Sen. Bernie Sanders, Independent of Vermont spotlighted employee ownership as a way to build wealth and shift economic power to America’s working class.
“At a time when the gap between the the very rich and everyone else in our country is growing wider, when millions of Americans are falling further and further behind, and when the economy continues to struggle to create jobs that pay a livable wage with good benefits, we need to expand economic models that broadly benefit the middle class, not just the 1%,” Sanders said.
Other potential ESOP reforms focused on potential ESOP reforms to address key barriers, such as valuation complexity and legal liability and federal government financing for ESOP transactions. Sanders reintroduced the Employee Ownership Financing Act, a bill that would create a $500 million loan program at the Department of Labor to provide financing for ESOP transactions.
“I strongly believe that employee ownership is one of those models which has enormous economic potential and the potential to improve the lives of millions of workers,” he said, citing former President Ronald Reagan’s support for employee ownership. “Reagan was right 38 years ago,” Sanders said.
Sanders’ bill is one of about a half-dozen employee ownership legislations that have been introduced in Congress. Sen. Roger Marshall, Republican from Kansas, and Sen. Tim Kaine, Democrat of Virginia, have introduced the Retire Through Ownership Act to remove legal and regulatory barriers for new ESOPs, with a focus on how company shares are valued in ESOP transactions.

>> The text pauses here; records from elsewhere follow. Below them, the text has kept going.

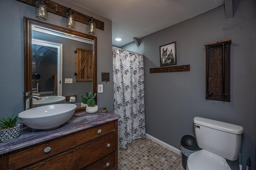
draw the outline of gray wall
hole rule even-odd
[[[54,1],[103,21],[104,30],[96,29],[97,41],[97,81],[103,84],[103,93],[97,94],[99,107],[107,107],[113,110],[113,81],[112,78],[112,22],[91,12],[64,0]],[[23,17],[37,20],[35,16],[35,8],[15,0],[0,0],[0,99],[1,111],[0,117],[18,114],[23,111],[24,91],[24,34]],[[50,12],[45,21],[64,27],[65,18]],[[74,30],[86,33],[87,25],[76,22]],[[101,82],[101,72],[110,73],[110,82]],[[64,78],[64,77],[63,77]],[[74,89],[74,91],[75,90]],[[85,94],[72,93],[68,95]]]
[[[183,135],[194,135],[196,116],[238,125],[244,129],[244,165],[251,156],[250,169],[254,169],[255,3],[238,0],[233,4],[232,19],[226,19],[222,6],[143,37],[139,47],[132,43],[121,48],[144,55],[148,134],[179,149]],[[231,102],[206,100],[204,44],[228,39],[232,41]],[[177,65],[190,64],[190,71],[150,74],[150,68],[160,66],[159,47],[173,41],[177,43]]]

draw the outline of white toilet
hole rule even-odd
[[[243,127],[199,117],[194,123],[196,141],[202,149],[188,156],[186,170],[231,170],[226,159],[238,159]]]

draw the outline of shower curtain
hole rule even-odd
[[[118,119],[118,145],[146,138],[143,55],[113,47],[114,113]]]

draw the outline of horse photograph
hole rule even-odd
[[[160,66],[176,64],[176,41],[160,46]]]

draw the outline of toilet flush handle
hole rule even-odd
[[[200,129],[200,126],[198,126],[198,125],[194,125],[194,127],[195,128]]]

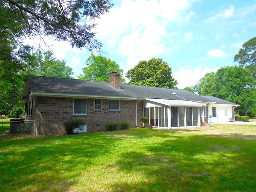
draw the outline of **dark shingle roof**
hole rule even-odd
[[[40,76],[28,77],[28,81],[31,92],[34,94],[40,93],[42,94],[77,95],[78,96],[83,95],[102,97],[116,97],[120,98],[138,98],[212,102],[212,100],[208,97],[199,96],[185,90],[127,84],[121,84],[121,88],[117,89],[110,85],[109,82]],[[24,96],[23,93],[22,98]]]

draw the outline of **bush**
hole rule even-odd
[[[119,125],[119,130],[128,129],[130,128],[130,124],[128,122],[121,122]]]
[[[239,116],[238,117],[238,120],[241,121],[249,121],[250,118],[248,116]]]
[[[253,109],[250,109],[249,110],[249,113],[250,113],[250,116],[251,117],[256,117],[256,110],[253,110]]]
[[[142,127],[145,127],[145,124],[148,123],[148,118],[146,117],[142,117],[140,118],[140,125]]]
[[[123,130],[128,129],[129,128],[130,124],[128,122],[107,123],[106,124],[106,129],[107,131]]]
[[[68,120],[64,122],[65,130],[67,132],[67,134],[69,135],[74,134],[74,129],[78,128],[81,125],[84,124],[85,124],[85,122],[82,119]]]
[[[106,129],[108,131],[117,130],[118,123],[107,123],[106,124]]]

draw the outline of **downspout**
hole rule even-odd
[[[234,117],[233,117],[233,120],[234,121],[235,121],[236,120],[235,119],[235,108],[236,108],[236,107],[239,107],[239,106],[240,106],[240,105],[237,106],[236,106],[235,107],[234,107],[234,110],[233,110],[233,114],[234,114]]]
[[[141,99],[140,99],[140,100],[136,102],[136,126],[138,127],[138,110],[137,109],[137,104],[141,100]]]

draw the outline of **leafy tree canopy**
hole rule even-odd
[[[255,80],[250,71],[242,66],[226,66],[216,73],[207,73],[197,86],[200,95],[212,96],[241,105],[245,112],[256,104]]]
[[[123,70],[115,62],[102,56],[91,55],[85,62],[86,66],[82,69],[83,74],[77,77],[79,79],[92,81],[109,82],[109,76],[113,71],[117,71],[121,74],[122,82],[124,79],[122,77]]]
[[[20,38],[52,35],[72,46],[92,51],[101,44],[94,39],[94,19],[107,12],[108,0],[0,0],[0,31]]]
[[[246,42],[234,58],[234,62],[247,67],[256,77],[256,37]]]
[[[18,101],[26,74],[66,78],[73,74],[72,69],[53,58],[51,52],[33,53],[29,47],[22,48],[14,52],[10,46],[6,56],[0,50],[0,114],[18,117],[24,112],[24,104]]]
[[[177,82],[172,76],[172,68],[162,59],[142,60],[128,70],[126,76],[130,84],[173,88]]]
[[[26,64],[26,74],[40,76],[72,78],[73,69],[66,62],[56,59],[52,52],[39,51],[33,53]]]

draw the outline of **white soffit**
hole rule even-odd
[[[184,101],[183,100],[172,100],[170,99],[146,99],[147,101],[152,101],[156,103],[160,103],[165,105],[183,107],[202,107],[206,106],[207,105],[202,103],[197,103],[190,101]]]

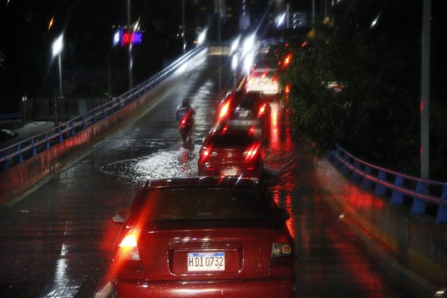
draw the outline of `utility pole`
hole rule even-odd
[[[129,90],[132,88],[132,43],[131,42],[132,38],[131,34],[133,32],[133,30],[131,28],[131,0],[127,0],[127,32],[129,36]]]
[[[430,20],[432,0],[423,0],[421,67],[421,178],[430,176]]]
[[[181,0],[181,37],[183,40],[183,53],[186,52],[186,42],[185,41],[185,25],[184,25],[184,0]]]

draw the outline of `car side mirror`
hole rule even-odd
[[[281,217],[284,220],[287,220],[290,218],[290,213],[286,209],[280,209],[280,212],[281,213]]]
[[[116,213],[112,217],[112,222],[115,224],[122,224],[124,222],[124,217],[126,217],[127,212],[118,212]]]

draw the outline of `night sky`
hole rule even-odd
[[[181,2],[141,0],[132,1],[132,23],[139,18],[141,30],[144,31],[141,44],[133,48],[134,81],[138,83],[159,70],[163,60],[172,59],[181,53],[181,40],[177,34],[181,23]],[[193,27],[198,22],[203,23],[203,26],[207,21],[197,16],[191,17],[193,12],[193,7],[187,5],[190,47],[195,38]],[[4,99],[52,94],[59,78],[57,61],[51,61],[51,44],[61,32],[64,38],[63,74],[64,84],[68,85],[67,95],[70,93],[70,80],[82,81],[79,73],[82,72],[89,72],[86,74],[87,79],[106,80],[109,52],[115,76],[122,79],[126,75],[127,49],[112,47],[116,26],[126,24],[124,0],[1,0],[0,23],[0,51],[7,58],[4,73],[0,74],[4,77],[0,80],[0,96]],[[122,91],[125,86],[117,88]],[[100,83],[78,89],[72,93],[107,90]],[[10,107],[3,105],[2,109]]]

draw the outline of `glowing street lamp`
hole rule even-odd
[[[62,51],[62,48],[64,47],[63,44],[64,38],[62,34],[59,35],[59,37],[53,43],[53,57],[56,55],[58,55],[58,60],[59,60],[59,90],[60,91],[61,98],[62,97],[62,70],[61,66],[61,52]]]

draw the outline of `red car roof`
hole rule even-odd
[[[217,186],[256,188],[258,185],[259,181],[253,178],[192,177],[150,180],[145,186],[150,188]]]

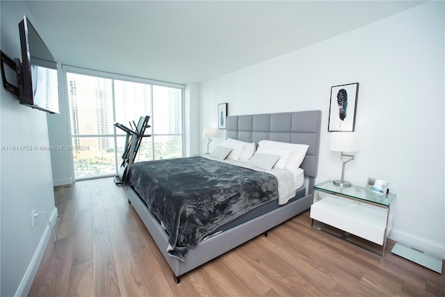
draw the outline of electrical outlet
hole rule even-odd
[[[31,212],[31,219],[33,223],[33,227],[34,227],[35,226],[35,220],[34,220],[35,218],[35,211],[33,209],[33,211]]]

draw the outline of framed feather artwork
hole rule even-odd
[[[328,131],[353,132],[359,83],[331,87]]]

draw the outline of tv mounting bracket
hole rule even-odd
[[[3,87],[10,92],[19,96],[23,93],[23,78],[22,75],[22,63],[18,58],[11,58],[7,54],[1,51],[1,79]],[[5,64],[9,66],[15,72],[17,77],[17,86],[8,81],[5,72]],[[17,98],[18,99],[18,98]]]

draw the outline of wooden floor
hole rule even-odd
[[[175,284],[111,178],[56,187],[62,216],[29,296],[445,296],[439,274],[384,259],[311,227],[309,211],[196,268]]]

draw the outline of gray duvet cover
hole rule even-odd
[[[129,176],[182,261],[219,227],[278,199],[273,175],[200,156],[137,162]]]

Such technical considerations are only part of the challenge.
“The problem with employee ownership is it’s really hard,” Stavros said. “It takes years, and it’s all about driving employee engagement, teaching financial literacy, teaching people about the business, giving them financial information, giving them more voice in their work.” He said such challenges persist, whether companies are owned through ESOPs, employee ownership trusts, co-ops and shared ownership models.
“If this were so easy, just giving people stock, this would have been figured out long, long, long time ago,” Stavros said. “Unfortunately, this is incredibly difficult. It takes years and years and years of work. And by the way, it doesn’t always work in terms of the culture changing.”